Assista, também, “A Teoria de Tudo” e a vida de Stephen Hawking; “Como Eu Era Antes de Você”, no qual a paixão não impediu a morte assistida na Suíça; a dureza irlandesa em “Meu Pé Esquerdo”; o cerebral “O Escafandro e a Borboleta”; “Os Melhores Dias de Nossas Vidas”, divertido e emocionante; o espanhol ”Mar Adentro”, mais uma excelente ode ao suicídio assistido; e “Uma Lição de Amor”, com atuação impecável de Sean Penn, entre tantas outras dicas que eu poderia compartilhar!
Já, no Brasil, não temos tantas opções de cinema inclusivo. Por essas e outras, vou focar em apenas uma obra cinematográfica nacional, aproveitar e também fazer uma singela homenagem. Para tanto, escolhi um filme que nem é tão espetacular assim, mas se baseia em livro chave dos anos 80, que mudou minha vida e de muitos de minha geração e seguintes.
Trata-se de “Feliz Ano Velho”, do jornalista e escritor tetraplégico Marcelo Rubens Paiva, que colocou a deficiência no imaginário coletivo nacional, retratando-a como normal, cotidiana, mas, ao mesmo tempo, transgressora, em um país ainda marcado pela ditadura. A história banal do jovem acidentado ganha profundidade quando interage com o desaparecimento de seu pai, o deputado Rubens Paiva, em um dos episódios mais sinistros do período militar, tema de “Ainda Estou Aqui”, agora nos cinemas e festivais, adaptação de outro texto do autor.
Outro motivo para o destaque é o fato de me identificar muito com Marcelo autor e personagem. Quarenta anos depois, na Croácia e não em Campinas, como ele, mas de forma muito parecida, eu também tomei a decisão errada, mergulhei com tudo onde não era para mergulhar e quebrei três vértebras do pescoço, ficando com sequelas e questionamentos similares aos de Marcelo.
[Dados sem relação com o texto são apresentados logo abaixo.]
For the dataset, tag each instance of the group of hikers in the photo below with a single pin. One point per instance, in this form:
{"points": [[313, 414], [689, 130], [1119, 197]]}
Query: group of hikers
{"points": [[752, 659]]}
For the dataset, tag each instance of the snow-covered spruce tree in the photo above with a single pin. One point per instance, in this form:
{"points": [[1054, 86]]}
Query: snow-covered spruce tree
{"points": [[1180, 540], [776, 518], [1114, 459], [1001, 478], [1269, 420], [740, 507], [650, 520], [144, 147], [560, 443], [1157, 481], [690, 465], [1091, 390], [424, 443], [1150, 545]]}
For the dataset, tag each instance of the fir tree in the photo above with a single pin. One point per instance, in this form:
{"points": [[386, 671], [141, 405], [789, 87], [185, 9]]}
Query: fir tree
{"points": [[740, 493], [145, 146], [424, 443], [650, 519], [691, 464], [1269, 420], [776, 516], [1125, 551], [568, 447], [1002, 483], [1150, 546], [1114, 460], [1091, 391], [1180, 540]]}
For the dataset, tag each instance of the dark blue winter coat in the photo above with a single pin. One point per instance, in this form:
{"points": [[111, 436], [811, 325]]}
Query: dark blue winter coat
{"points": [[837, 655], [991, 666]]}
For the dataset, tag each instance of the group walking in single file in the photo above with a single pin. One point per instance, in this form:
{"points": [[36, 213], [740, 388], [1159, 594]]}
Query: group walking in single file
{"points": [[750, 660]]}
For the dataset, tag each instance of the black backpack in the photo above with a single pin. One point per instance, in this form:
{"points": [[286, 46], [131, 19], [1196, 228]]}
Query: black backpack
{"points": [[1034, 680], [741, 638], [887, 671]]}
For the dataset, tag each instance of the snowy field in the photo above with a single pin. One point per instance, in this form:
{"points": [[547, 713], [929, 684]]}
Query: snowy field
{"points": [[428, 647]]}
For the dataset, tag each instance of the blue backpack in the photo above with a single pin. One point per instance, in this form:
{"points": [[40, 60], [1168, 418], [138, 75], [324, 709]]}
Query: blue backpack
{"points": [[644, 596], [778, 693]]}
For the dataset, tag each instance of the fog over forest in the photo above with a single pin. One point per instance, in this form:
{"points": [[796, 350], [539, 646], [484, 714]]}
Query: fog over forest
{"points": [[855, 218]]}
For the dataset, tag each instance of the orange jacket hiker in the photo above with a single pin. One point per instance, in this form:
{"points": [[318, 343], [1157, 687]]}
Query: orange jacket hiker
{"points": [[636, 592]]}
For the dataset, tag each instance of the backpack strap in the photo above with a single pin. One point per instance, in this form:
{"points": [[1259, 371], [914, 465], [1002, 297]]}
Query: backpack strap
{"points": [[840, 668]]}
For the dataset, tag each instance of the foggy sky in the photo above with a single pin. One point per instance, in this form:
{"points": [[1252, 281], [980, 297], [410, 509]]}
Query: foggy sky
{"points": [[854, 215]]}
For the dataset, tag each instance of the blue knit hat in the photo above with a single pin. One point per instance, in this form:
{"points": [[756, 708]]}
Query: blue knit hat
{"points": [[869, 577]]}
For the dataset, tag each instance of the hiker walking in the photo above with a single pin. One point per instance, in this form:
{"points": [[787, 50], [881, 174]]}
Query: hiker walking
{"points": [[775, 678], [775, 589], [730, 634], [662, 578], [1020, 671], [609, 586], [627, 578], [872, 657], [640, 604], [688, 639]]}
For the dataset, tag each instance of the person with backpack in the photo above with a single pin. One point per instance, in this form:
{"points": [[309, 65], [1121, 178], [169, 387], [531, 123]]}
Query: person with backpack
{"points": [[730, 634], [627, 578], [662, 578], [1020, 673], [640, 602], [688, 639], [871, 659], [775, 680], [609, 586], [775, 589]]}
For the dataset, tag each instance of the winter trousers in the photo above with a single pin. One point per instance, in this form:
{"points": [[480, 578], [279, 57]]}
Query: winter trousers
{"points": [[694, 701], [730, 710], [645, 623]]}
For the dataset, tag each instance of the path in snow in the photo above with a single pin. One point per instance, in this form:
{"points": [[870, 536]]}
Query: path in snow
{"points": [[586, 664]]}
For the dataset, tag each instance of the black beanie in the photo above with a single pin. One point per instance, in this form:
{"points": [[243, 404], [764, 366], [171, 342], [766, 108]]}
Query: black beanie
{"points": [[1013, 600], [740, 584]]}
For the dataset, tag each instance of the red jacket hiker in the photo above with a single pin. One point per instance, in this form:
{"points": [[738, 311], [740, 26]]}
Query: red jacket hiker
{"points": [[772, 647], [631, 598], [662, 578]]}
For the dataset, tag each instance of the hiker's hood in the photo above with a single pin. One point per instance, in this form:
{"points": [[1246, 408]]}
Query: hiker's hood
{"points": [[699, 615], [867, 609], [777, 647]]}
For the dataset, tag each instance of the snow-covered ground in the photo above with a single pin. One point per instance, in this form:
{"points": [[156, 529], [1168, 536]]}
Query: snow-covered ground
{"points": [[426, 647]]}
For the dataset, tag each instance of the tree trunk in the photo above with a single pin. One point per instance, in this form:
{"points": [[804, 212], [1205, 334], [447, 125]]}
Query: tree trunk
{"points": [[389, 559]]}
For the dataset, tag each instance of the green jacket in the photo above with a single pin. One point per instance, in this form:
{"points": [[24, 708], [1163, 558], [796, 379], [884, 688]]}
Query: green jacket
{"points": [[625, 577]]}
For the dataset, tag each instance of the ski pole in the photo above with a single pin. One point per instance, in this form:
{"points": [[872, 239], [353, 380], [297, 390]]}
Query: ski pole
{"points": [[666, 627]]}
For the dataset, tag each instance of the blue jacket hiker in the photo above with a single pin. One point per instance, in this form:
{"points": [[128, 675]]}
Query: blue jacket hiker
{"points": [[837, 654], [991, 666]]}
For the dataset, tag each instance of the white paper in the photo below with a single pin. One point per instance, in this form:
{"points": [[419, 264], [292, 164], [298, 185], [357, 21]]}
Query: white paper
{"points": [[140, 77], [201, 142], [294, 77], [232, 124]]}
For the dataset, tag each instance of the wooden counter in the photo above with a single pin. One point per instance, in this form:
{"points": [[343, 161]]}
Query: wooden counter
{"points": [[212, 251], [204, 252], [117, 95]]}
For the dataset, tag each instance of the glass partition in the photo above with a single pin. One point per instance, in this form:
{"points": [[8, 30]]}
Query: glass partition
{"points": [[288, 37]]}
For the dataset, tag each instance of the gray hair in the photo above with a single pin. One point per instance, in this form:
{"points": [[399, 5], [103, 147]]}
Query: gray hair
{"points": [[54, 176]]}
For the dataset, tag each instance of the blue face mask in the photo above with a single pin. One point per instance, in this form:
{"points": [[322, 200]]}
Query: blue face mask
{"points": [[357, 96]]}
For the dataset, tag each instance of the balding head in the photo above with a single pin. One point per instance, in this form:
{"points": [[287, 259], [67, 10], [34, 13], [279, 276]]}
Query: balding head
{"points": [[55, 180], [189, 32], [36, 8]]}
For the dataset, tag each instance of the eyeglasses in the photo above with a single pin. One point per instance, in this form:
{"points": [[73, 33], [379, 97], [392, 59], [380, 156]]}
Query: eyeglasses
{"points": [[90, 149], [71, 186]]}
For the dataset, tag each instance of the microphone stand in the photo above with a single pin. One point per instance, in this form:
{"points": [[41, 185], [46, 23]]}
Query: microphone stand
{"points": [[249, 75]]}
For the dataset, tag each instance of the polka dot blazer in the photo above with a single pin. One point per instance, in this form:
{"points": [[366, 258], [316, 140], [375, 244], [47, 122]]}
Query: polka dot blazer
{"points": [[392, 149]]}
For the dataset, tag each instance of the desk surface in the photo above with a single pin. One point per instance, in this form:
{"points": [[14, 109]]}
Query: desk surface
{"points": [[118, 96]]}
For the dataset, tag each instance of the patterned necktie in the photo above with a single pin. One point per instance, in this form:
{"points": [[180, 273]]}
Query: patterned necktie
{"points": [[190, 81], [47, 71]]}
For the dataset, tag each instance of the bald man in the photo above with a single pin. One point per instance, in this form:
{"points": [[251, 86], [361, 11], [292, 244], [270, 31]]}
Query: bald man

Além disso, de certa forma, sinto-me meio que parte do legado de “Feliz Ano Velho” por ter sido assíduo frequentador do Teatro Augusta, em São Paulo, onde a adaptação para o palco foi encenada por elenco global, com Marcos Frota e Paulo Betti, entre outros. Também tenho a satisfação de, no aniversário de 30 anos do filme, atendendo pedido do diretor Roberto Gervitz, ter conseguido os recursos financeiros junto ao mecenas e amigo Charles Cosac para a restauração da película original!
Embora a sacada do título “Feliz Ano Velho” seja magistral, termino este artigo e mais um ano do calendário bastante contente com as realizações do passado-presente e muito animado com as perspectivas do futuro que já está à vista! Sendo assim, com muito otimismo e energia, desejo a você e a todos, todas, todes e todis (como diria Mussum) ótimas férias e um Feliz Ano Novo!
Cid Torquato é advogado e CEO do ICOM. Foi Secretário Municipal da Pessoa com Deficiência de São Paulo entre 2017 e 2021 e Secretário Adjunto de Estado dos Direitos da Pessoa com Deficiência entre 2008 e 2016. É autor do livro “Empreendedorismo sem Fronteiras – Um Excelente Caminho para Pessoas com Deficiência”.